Se as únicas pessoas que falarem com racistas são outros racistas, nenhuma mente será modificada. Quando as únicas pessoas que os vêem como humanos são os supremacistas brancos, e os únicos lugares que lhes permitem pertencer a grupos extremistas violentos, esses grupos se tornam mais poderosos. Picciolini sabe disso não apenas porque ser aceito por um grupo diversificado de pessoas que não aderiram à sua ideologia racista transformou sua vida, mas também porque ele transformou a vida de outros ajudando mais de cem pessoas a deixarem grupos extremistas. “O diálogo pode levar à compreensão e aceitação”, diz ele. E isso é “o oposto do que os supremacistas brancos estão pressionando”.

Para se livrar de grupos racistas – e fazer as pazes – os extremistas devem interagir com pessoas que não fazem parte de grupos racistas e que as tratam com dignidade e compaixão. Desumanizamos aqueles que desumanizam os outros por nossa própria conta e risco. “Se você puramente estigmatiza as pessoas e não lhes oferece oportunidades de redenção e reintegração, então você cria uma profecia auto-realizável”, diz Simi. “Você evita a possibilidade de a pessoa sair ou mudar porque não lhes deu oportunidade.” 8

Christian Picciolini/used with permission. Photo credit Kobi Swissa

Fonte: Christian Picciolini / usado com permissão. Crédito da foto Kobi Swissa

Como relatado no Breaking Hate , Picciolini trouxe um jovem chamado Gabe, um supremacista branco ambivalente que marchou em Charlottesville, para encontrar Susan Bro, a mãe da contra-militante Heather Heyer. Gabe havia aprendido a pensar em Heather como uma das “pessoas” – um “comunista” que queria destruir a América. Mas como o par se reuniu e falou sobre essas falsas narrativas sobre Charlottesville que circulam através de grupos de supremacia branca, incluindo sobre a causa da morte de Heather Heyer, Gabe aprendeu que ele tinha sido enganado. Ele e Susan até descobriram semelhanças nos desafios que Gabe e Heather enfrentaram na infância. Enquanto se despediam, a mãe do contra-manifestante pacífico assassinado e da futura supremacista ex-branca se abraçou.
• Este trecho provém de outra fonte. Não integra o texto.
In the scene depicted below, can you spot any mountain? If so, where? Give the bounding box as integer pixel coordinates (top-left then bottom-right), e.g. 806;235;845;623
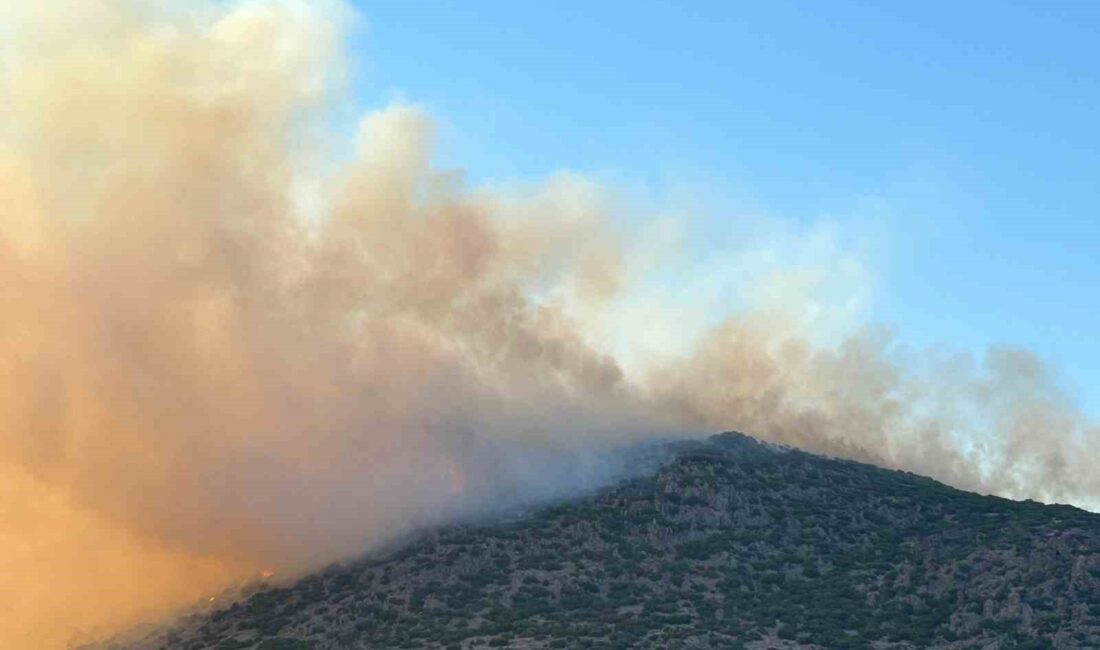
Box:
90;433;1100;650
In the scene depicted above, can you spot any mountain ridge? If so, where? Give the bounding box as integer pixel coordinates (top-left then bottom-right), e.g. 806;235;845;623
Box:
88;432;1100;650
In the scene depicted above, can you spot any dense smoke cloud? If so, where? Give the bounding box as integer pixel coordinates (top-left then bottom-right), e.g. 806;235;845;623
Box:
0;0;1100;647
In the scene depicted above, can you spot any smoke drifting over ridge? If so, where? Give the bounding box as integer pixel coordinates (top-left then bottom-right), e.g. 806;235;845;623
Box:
0;0;1100;647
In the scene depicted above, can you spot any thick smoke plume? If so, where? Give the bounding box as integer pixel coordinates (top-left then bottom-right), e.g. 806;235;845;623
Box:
0;0;1100;648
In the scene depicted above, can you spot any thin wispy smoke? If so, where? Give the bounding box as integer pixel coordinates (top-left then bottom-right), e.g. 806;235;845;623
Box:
0;0;1100;648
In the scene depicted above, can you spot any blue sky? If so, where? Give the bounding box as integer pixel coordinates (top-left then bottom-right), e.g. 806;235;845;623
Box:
354;0;1100;417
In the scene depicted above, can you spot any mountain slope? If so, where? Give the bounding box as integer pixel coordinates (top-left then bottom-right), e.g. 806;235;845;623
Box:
99;433;1100;650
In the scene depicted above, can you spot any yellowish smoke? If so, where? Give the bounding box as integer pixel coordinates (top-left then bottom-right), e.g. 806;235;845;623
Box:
0;0;1100;648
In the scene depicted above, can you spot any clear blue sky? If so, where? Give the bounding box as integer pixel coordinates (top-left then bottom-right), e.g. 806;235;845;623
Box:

“Tenha conversas reais com as pessoas ao seu redor” 9 Susan Bro implorou no aniversário da morte de sua filha. “É aí que grandes mudanças vão acontecer.”  
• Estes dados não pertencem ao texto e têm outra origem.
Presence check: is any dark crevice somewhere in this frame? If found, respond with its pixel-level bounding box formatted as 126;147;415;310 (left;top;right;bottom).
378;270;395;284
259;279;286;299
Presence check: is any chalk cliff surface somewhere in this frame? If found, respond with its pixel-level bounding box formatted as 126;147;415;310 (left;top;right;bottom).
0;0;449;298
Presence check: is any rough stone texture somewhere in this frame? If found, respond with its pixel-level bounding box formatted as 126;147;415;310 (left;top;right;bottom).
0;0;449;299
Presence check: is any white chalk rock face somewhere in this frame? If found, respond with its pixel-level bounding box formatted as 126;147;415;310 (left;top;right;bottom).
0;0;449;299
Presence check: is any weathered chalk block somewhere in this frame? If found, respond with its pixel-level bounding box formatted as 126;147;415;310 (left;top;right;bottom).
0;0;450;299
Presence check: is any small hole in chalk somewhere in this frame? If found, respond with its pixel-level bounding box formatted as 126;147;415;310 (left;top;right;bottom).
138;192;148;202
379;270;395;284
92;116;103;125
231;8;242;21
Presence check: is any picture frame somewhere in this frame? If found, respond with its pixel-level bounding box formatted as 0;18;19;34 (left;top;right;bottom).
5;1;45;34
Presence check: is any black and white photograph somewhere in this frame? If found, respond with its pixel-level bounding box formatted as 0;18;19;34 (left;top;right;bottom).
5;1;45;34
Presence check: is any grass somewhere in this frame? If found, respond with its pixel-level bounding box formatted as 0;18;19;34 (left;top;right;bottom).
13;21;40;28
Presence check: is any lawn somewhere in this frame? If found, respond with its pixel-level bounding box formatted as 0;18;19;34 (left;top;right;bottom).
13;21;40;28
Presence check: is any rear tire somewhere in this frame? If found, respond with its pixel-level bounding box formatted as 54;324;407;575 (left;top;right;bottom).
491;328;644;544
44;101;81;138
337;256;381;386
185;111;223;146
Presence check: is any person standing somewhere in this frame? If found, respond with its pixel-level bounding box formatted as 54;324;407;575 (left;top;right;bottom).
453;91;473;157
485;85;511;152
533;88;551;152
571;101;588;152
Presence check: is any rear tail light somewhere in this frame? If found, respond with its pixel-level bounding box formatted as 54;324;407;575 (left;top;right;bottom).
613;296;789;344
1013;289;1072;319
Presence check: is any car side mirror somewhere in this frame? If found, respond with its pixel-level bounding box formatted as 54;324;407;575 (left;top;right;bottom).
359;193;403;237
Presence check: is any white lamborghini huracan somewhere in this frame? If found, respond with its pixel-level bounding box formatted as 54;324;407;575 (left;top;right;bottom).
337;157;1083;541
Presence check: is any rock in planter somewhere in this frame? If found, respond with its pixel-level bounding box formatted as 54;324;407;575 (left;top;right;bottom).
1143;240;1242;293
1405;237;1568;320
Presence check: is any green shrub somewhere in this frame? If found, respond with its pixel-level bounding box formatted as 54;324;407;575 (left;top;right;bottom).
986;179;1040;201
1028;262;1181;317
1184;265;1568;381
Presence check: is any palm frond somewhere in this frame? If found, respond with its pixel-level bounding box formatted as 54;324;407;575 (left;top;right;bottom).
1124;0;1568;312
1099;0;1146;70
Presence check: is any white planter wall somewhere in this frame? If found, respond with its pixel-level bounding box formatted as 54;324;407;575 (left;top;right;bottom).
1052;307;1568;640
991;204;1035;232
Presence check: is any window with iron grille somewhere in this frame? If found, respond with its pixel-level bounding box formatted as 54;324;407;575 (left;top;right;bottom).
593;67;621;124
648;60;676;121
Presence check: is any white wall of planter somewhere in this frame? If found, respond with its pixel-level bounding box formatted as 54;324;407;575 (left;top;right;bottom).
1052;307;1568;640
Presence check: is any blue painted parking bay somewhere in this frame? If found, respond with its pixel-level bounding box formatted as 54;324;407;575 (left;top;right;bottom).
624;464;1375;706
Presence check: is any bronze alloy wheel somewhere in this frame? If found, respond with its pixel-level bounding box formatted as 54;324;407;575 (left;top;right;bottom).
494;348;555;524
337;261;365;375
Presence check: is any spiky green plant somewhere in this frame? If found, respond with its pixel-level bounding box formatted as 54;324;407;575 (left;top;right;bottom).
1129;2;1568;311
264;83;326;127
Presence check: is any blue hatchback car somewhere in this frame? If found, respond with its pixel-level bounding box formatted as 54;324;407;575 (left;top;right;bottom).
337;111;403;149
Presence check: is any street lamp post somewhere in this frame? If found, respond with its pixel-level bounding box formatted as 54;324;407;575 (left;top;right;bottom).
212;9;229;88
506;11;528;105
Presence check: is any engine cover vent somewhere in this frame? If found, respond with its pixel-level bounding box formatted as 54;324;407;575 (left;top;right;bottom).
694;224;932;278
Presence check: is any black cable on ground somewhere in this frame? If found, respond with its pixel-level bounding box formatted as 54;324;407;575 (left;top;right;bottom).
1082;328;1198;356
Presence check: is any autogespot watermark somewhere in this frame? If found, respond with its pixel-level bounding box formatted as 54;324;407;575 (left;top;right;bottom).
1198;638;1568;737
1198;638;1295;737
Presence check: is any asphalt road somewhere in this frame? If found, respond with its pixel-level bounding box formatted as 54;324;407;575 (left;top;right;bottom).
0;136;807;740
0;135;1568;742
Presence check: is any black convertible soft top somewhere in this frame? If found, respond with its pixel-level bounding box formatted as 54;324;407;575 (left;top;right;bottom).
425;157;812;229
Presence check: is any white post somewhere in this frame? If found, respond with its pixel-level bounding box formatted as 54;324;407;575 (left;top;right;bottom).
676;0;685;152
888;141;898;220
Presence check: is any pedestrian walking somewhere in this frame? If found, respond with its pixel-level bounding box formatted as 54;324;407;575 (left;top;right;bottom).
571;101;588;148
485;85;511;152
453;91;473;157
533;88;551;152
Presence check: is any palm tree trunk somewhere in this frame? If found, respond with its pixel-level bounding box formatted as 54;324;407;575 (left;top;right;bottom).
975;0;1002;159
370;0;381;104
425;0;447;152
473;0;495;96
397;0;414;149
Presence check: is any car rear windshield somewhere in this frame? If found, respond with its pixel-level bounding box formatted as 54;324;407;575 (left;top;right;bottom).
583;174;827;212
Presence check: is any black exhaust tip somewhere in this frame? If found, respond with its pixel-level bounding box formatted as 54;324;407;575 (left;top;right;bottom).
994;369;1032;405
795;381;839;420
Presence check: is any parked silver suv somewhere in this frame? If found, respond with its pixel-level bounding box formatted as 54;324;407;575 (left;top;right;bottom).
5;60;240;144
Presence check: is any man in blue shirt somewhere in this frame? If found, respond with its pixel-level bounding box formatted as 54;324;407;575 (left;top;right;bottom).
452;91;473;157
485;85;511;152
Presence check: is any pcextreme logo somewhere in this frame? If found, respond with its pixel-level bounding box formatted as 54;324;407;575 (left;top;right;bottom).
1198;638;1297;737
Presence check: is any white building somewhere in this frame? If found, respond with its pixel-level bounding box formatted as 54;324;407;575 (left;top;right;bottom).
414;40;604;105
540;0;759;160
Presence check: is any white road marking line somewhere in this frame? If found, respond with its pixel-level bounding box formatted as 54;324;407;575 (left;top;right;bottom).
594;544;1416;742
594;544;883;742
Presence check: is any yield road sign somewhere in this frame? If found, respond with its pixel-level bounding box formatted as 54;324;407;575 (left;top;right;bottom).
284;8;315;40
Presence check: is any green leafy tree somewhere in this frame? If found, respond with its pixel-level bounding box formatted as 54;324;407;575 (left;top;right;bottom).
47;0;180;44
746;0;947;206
As opiniões de Pamela Paresky são dela e não devem ser consideradas cargos oficiais da Fundação para os Direitos Individuais na Educação (FIRE) ou qualquer outra organização com a qual ela esteja associada.

Referências

Para mais sobre Christian Picciolini, veja Picciolini, C. (2015). Canção da redenção. Relatório de Inteligência. Centro de Direito da Pobreza do Sul

1. Wilner, M. (2018) Um ano depois, fortes sentimentos em Charlottesville, mas sem violência. O Correio de Jerusalém .
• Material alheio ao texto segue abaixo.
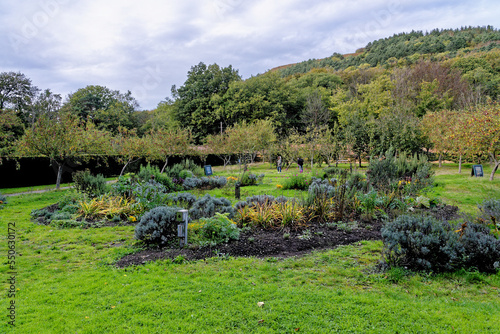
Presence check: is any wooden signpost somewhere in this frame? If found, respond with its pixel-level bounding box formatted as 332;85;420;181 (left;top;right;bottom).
470;165;484;177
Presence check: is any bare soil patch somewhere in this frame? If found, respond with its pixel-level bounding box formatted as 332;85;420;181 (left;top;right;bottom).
116;205;460;268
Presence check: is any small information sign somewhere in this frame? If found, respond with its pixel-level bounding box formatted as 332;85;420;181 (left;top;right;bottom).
470;165;483;177
204;165;212;176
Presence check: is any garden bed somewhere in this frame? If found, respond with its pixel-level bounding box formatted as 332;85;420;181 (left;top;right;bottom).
116;205;460;268
116;222;382;267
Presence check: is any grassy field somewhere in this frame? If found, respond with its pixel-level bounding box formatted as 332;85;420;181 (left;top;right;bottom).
0;164;500;333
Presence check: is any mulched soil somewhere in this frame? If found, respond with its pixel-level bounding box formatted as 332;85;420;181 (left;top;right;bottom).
116;222;382;267
30;200;460;268
116;205;460;268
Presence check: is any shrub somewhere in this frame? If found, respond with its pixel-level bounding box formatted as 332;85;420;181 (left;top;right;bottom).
457;222;500;272
183;177;201;190
478;199;500;229
240;173;265;187
347;173;368;191
283;175;309;190
50;219;87;229
78;195;139;219
179;169;194;180
73;169;107;197
111;174;138;198
366;150;433;195
137;164;179;192
165;159;205;179
189;194;234;220
382;215;458;271
323;166;344;178
183;176;227;190
200;213;240;244
382;215;500;272
0;193;7;209
135;206;181;246
307;177;335;199
166;193;196;209
246;195;274;207
132;180;167;209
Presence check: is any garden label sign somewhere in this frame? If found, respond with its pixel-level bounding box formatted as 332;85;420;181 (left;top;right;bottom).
205;165;212;176
470;165;483;177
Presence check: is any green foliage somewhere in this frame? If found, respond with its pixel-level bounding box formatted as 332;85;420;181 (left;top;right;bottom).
165;159;204;179
189;194;234;220
283;174;310;190
135;206;181;246
132;179;167;209
73;169;108;197
382;215;500;272
172;62;241;142
137;164;180;192
0;193;7;209
165;192;196;209
240;173;265;187
366;150;433;196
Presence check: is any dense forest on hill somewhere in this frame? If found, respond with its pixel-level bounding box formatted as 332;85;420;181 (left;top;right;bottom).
0;26;500;179
280;26;500;76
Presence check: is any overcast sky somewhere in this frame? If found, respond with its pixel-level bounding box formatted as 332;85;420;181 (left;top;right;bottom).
0;0;500;109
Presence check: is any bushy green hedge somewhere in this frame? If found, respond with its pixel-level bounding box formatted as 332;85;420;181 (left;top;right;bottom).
73;169;108;197
135;206;181;246
382;215;500;272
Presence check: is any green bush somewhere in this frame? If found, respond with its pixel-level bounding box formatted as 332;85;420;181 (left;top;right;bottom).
382;215;500;272
135;206;181;246
283;175;310;190
132;179;167;209
179;169;194;180
73;169;108;197
165;159;205;179
0;193;7;209
189;194;234;220
478;199;500;229
240;173;265;187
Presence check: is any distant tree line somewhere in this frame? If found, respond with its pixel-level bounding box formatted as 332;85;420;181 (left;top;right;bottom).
0;27;500;183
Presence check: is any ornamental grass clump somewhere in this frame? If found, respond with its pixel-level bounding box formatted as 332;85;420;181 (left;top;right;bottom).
73;169;108;197
283;175;310;190
200;212;240;245
189;194;234;220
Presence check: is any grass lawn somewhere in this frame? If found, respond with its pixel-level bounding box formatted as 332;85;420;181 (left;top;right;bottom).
0;164;500;333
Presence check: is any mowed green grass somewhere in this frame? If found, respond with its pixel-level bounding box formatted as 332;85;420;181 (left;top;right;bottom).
0;164;500;333
430;164;500;214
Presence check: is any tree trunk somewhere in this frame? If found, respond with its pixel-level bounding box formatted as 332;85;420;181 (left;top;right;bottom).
490;153;500;181
54;161;63;189
160;157;168;174
120;160;130;176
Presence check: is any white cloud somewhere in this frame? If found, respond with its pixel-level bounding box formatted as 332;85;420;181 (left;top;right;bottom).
0;0;500;108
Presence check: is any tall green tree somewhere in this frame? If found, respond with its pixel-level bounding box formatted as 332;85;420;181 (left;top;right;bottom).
61;85;139;134
172;62;241;143
16;114;111;189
2. Quebrando Ódio . Documentário da MSNBC. (Todas as citações de Picciolini sem citações foram transcritas do documentário.)

3. Davies, D. (2018). Um ex-neonazista explica por que o ódio o atraiu – e como ele saiu. Ar fresco. NPR .

Mapa do ADL HEAT

5. Simi, P. Sporer, K., Bubolz, BF (2016). Narrativas da adversidade na infância e má conduta adolescente como precursores do extremismo violento: uma abordagem criminosa no curso da vida. Revista de Pesquisa em Crime e Delinquência Volume: 53 edição: 4 , p. 536-563.

6. Simi, P. et al. (2015) O trauma como precursor do extremismo violento: como fatores não-ideológicos podem influenciar a adesão a um grupo extremista. O Consórcio Nacional para o Estudo do Terrorismo e Respostas ao Terrorismo (START) Resumo da Pesquisa .

7. Davies, D. (2018). Um ex-neonazista explica por que o ódio o atraiu – e como ele saiu. Ar fresco. NPR .

8. Sankin, A. & Carless, W. (2018). O Relatório do Ódio: A escola da Flórida estava atirando em suspeitos de alt-right?

9. CBS News. A mãe de Heather Heyer pede que as pessoas “não respondam à violência”.